Gomez star Tom Gray warns of ‘double whammy of income destruction’ for musicians

Tom Gray (Claire Gray/PA)
Tom Gray (Claire Gray/PA)

Gomez star Tom Gray has warned that musicians face a “double whammy of income destruction” as the coronavirus pandemic continues to affect both live performances and music licensing.

The singer and guitarist, from the Mercury Prize-winning band, said the crisis has also brought the “inequities” of the streaming system into “stark relief”.

He has launched the Broken Record appeal, which is highlighting “the low royalties many artists, writers and musicians receive from streaming” and raising money for the PRS Emergency Relief Fund and the Musicians’ Union (MU) Coronavirus Hardship Fund.

Tom Gray of Gomez (James Arnold/PA)

Gray told the PA news agency: “Under Covid-19, music is dead and we don’t know when it’s coming back. We seriously don’t know when it is coming back.

“The other big thing that people don’t realise is that licensing income is one of the major ways in which musicians and performers make any money, which come from licences which hairdressers and bars and restaurants pay for. And of course, they are not paying for them.

“There’s this double whammy of income destruction that is only going to get worse from where we are here, right now. This is the important thing people need to understand.”

The MU said its members have reported more than £21 million in lost income since the lockdown began on March 23, while the Ivors Academy of songwriters and composer anticipates a loss of £25,000 per member over a six-month period.

According to the Ivors Academy, it would take 62 million Spotify streams for an individual artist to break even on a £25,000 income loss due to the outbreak.

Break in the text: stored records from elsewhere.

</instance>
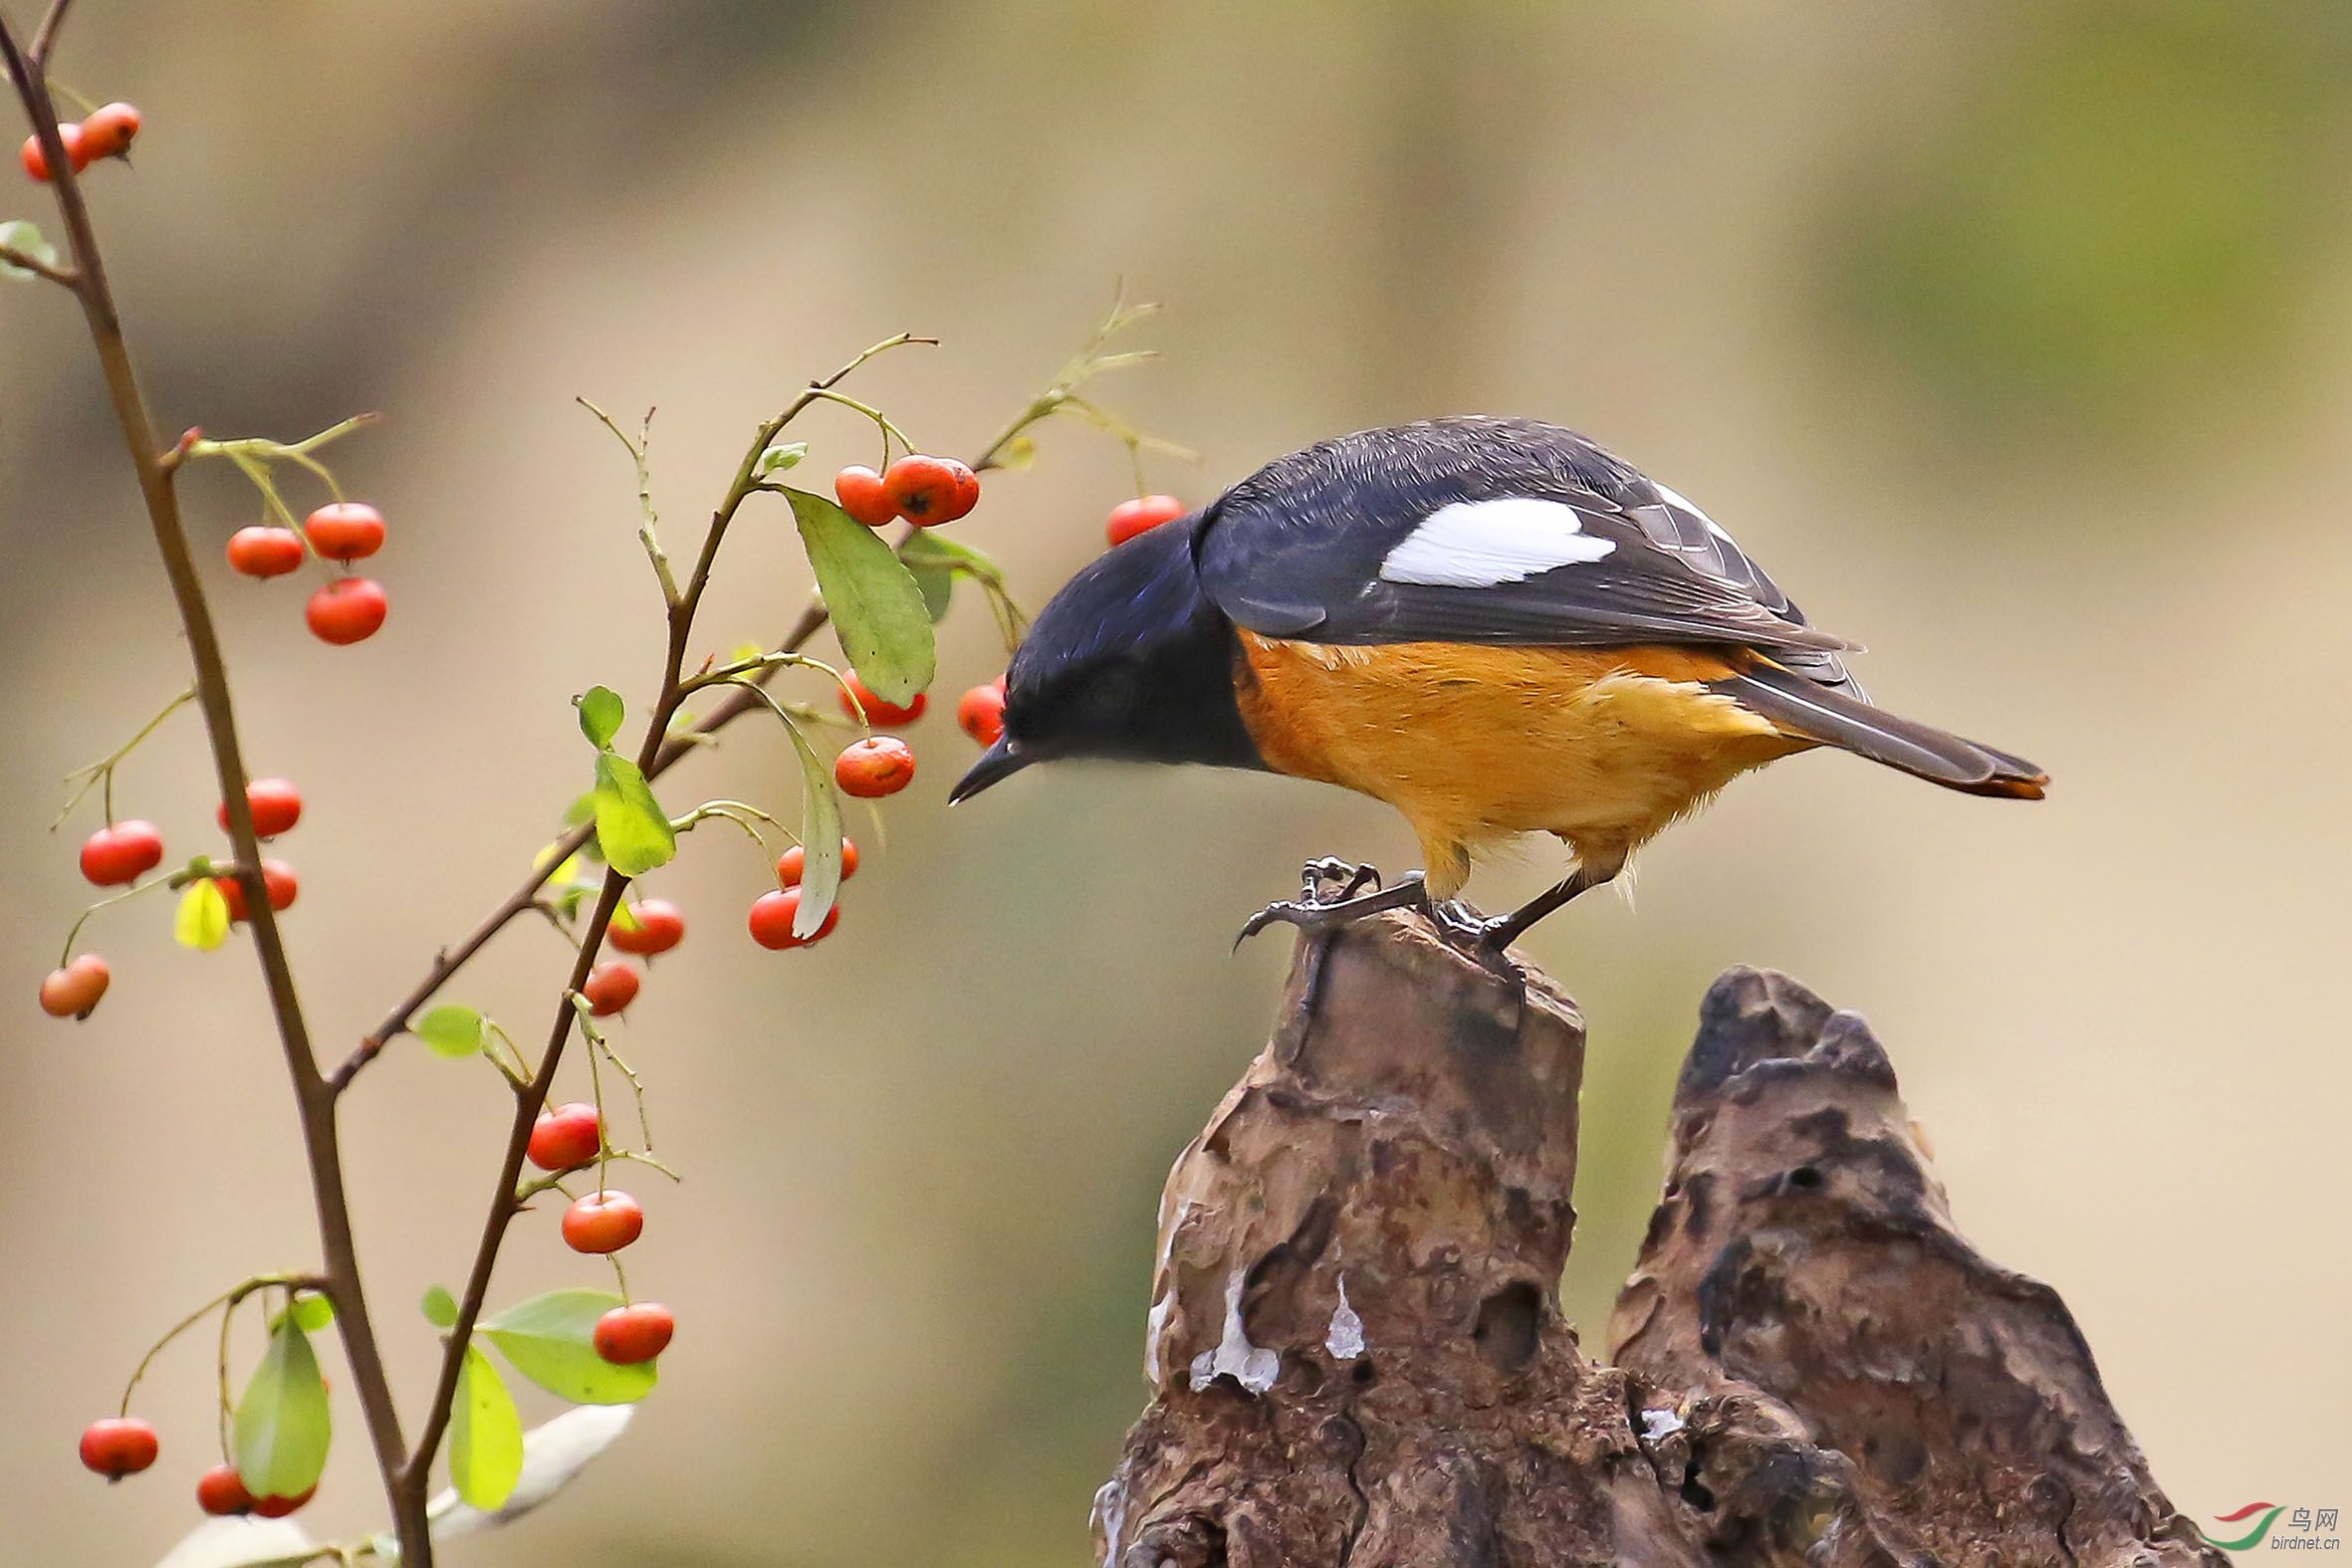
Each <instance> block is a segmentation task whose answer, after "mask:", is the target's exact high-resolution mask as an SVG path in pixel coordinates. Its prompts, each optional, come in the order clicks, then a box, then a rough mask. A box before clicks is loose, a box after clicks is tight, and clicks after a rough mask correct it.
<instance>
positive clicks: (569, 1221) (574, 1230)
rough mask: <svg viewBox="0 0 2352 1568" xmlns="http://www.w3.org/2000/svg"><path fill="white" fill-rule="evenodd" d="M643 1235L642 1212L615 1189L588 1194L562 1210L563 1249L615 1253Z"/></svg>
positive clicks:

Gray, who is a director of royalty collection society PRS For Music, added: “We are in a crisis and the crisis has brought into stark relief the inequities of the streaming system.

“That has to be looked at, and it certainly has to be looked at by regulators.

“All of the bad actors in this need to be looking at themselves and saying ‘Are we doing the right thing here?’

“We are just trying to make as much noise as possible, get everybody to think about it, get consumers to think about what is happening to their money when they put it into this system, get musicians to learn what their rights are and how their rights are being manipulated.”

Gray said the money made from streaming is “not even beginning to be comparable” to that made from live performance.

He estimated that he had made less than £100 in streaming income over a 12-month period.

The MU and the Ivors Academy have also launched the Keep Music Alive campaign, calling streaming royalties “woefully insufficient” and starting a petition urging the Government to undertake a review of streaming.

On May 24, Broken Record will host an online festival as part of Charlatans singer Tim Burgess’s popular Twitter listening parties, which will feature music by Boy George and singer-songwriter John Grant.

A statement from Spotify said: “The vast majority of revenue generated on Spotify is paid out to rights holders, including labels, publishing companies, and distributors. To date, we’ve paid out 15 billion-plus euros.

“By connecting more creators and listeners, and leveraging the strength of our global reach, Spotify is helping fuel the growth of the music industry overall, which just experienced its fifth straight year of growth.”